Para ser fiel às datas, Karol Wotjyla foi eleito em 1978, Margareth Thatcher, em 1979, Ronald Reagan, em 1980 e Helmut Khol, em 1983. Suas eleições não fizeram parte de uma mesma estratégia, nem obedeceram a uma cadeia coordenada de comando ou decisão. Mas todos eram profundamente conservadores, e suas idéias e ações convergiram em torno de uma mesma estratégia anticomunista, criando-se uma força política e ideológica coesa que derrubou o mundo socialista, atravessou os anos 90 e chegou até os nossos dias cada vez mais conservadora, autoritária e expansiva.

Já se estudou e falou muito das transformações econômicas, financeira e geopolíticas que começaram com a crise mundial dos anos 70, em particular das reformas e políticas neoliberais, mas talvez não se tenha dado a devida atenção à dimensão cultural e religiosa desta expansão vitoriosa dos conservadores, pelo menos até o momento em que o fundamentalismo religioso se transformou no grande cabo eleitoral da reeleição de George Bush, em 2004.

É reconhecido o papel de João Paulo II na luta e na desmontagem do mundo comunista, sobretudo na região da Europa central. Alguém já disse que se não fosse por Wotjyla, não teria havido o sindicato Solidariedade, e se não fosse por causa da existência do Solidariedade, não teria havido eleições na Polônia, e se não fosse pelas eleições polonesas não teriam existido as “revoluções de veludo”, que devolveram a Europa central ao “ocidente cristão”. Mas depois disto, se discutiu pouco a importância do conservadorismo moral de João Paulo II, e da intolerância teológica de sua Cúria Romana, na recomposição das energias expansivas do conservadorismo ocidental, que hoje alimenta o discurso e a prática messiânica do governo norte-americano de George Bush.
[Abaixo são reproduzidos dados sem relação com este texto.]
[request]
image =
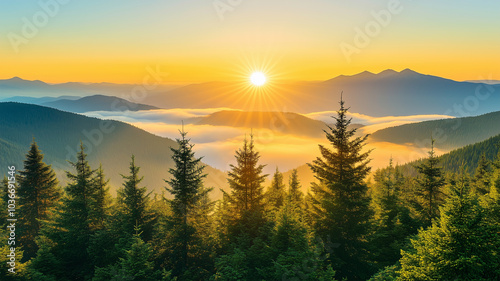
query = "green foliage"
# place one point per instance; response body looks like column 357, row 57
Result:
column 428, row 194
column 340, row 201
column 38, row 194
column 392, row 221
column 389, row 273
column 453, row 133
column 74, row 223
column 246, row 199
column 461, row 245
column 5, row 252
column 482, row 178
column 135, row 265
column 133, row 205
column 100, row 206
column 187, row 251
column 276, row 193
column 295, row 194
Neste sentido, é interessante agregar a este quadro alguns outros acontecimentos que ocorreram de forma independente, naquele mesmo momento da “virada à direita” do “mundo ocidental”, entre 1978 e 1983. Acontecimentos que apontavam, entretanto, na mesma direção da intolerância religiosa e da escalada militar. Basta relembrar a revolução xiita no Irã, em 1979; a invasão do Irã pelas tropas sunitas de Saddam Hussein, em 1980, apoiadas e sustentadas pelas armas químicas e biológicas dos Estados Unidos e de vários países europeus; o aparecimento dos talebãs no Afeganistão e, finalmente, em 1982, a “invasão preventiva” do Líbano pelas tropas de Ariel Sharon, que culminou com o célebre massacre dos palestinos, nos campos de refugiados de Sabra e Shatila.
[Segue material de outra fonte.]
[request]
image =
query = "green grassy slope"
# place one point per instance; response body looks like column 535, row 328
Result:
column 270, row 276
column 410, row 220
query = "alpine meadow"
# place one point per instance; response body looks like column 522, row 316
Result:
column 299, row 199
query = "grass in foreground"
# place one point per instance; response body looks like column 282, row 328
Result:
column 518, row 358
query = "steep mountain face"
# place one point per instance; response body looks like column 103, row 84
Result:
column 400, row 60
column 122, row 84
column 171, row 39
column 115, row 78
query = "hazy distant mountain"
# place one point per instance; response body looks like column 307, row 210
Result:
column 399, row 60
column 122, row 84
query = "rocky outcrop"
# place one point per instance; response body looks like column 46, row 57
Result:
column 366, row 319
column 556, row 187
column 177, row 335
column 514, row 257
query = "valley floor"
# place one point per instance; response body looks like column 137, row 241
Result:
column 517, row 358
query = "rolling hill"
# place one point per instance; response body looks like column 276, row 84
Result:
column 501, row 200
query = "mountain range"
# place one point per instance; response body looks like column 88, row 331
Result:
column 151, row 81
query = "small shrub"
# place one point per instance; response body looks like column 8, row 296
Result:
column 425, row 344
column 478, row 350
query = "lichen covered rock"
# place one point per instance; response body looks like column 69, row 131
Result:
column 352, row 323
Quatro acontecimentos militares de forte conotação religiosa que se transformaram em peças do tabuleiro onde foi se armando, aos poucos, mais do que uma restauração conservadora, uma verdadeira “escalada aos extremos” teológicos – e as vezes militares – das religiões ocidentais que C.J.Jung e A.Toynbee chamaram de “extrovertidas”, ou seja, com vocação apostólica e conquistadora, ao contrário das religiões orientais, que seriam essencialmente “introvertidas” e não expansivas.

Desta mesma perspectiva, a escolha de um papa alemão e conservador também tem um outro significado complementar: assim como Wotjyla foi escolhido pelos olhos estratégicos do Vaticano e das demais potências ocidentais com vistas a conquista do mundo comunista, Ratzinger foi eleito para unificar e recristianizar a “velha Europa”, segundo a proposta de João Paulo II, apresentada em Santiago de Compostela, na Espanha, em 1982. Este objetivo central explica seu apelo imediato ao diálogo entre as religiões cristãs e os judeus, e ao esquecimento do seu texto Dominus Iesus, publicado em 2000, defendendo a superioridade e inevitabilidade do catolicismo como caminho da salvação. Este mesmo projeto explica sua resistência explícita à incorporação da Turquia à União Européia.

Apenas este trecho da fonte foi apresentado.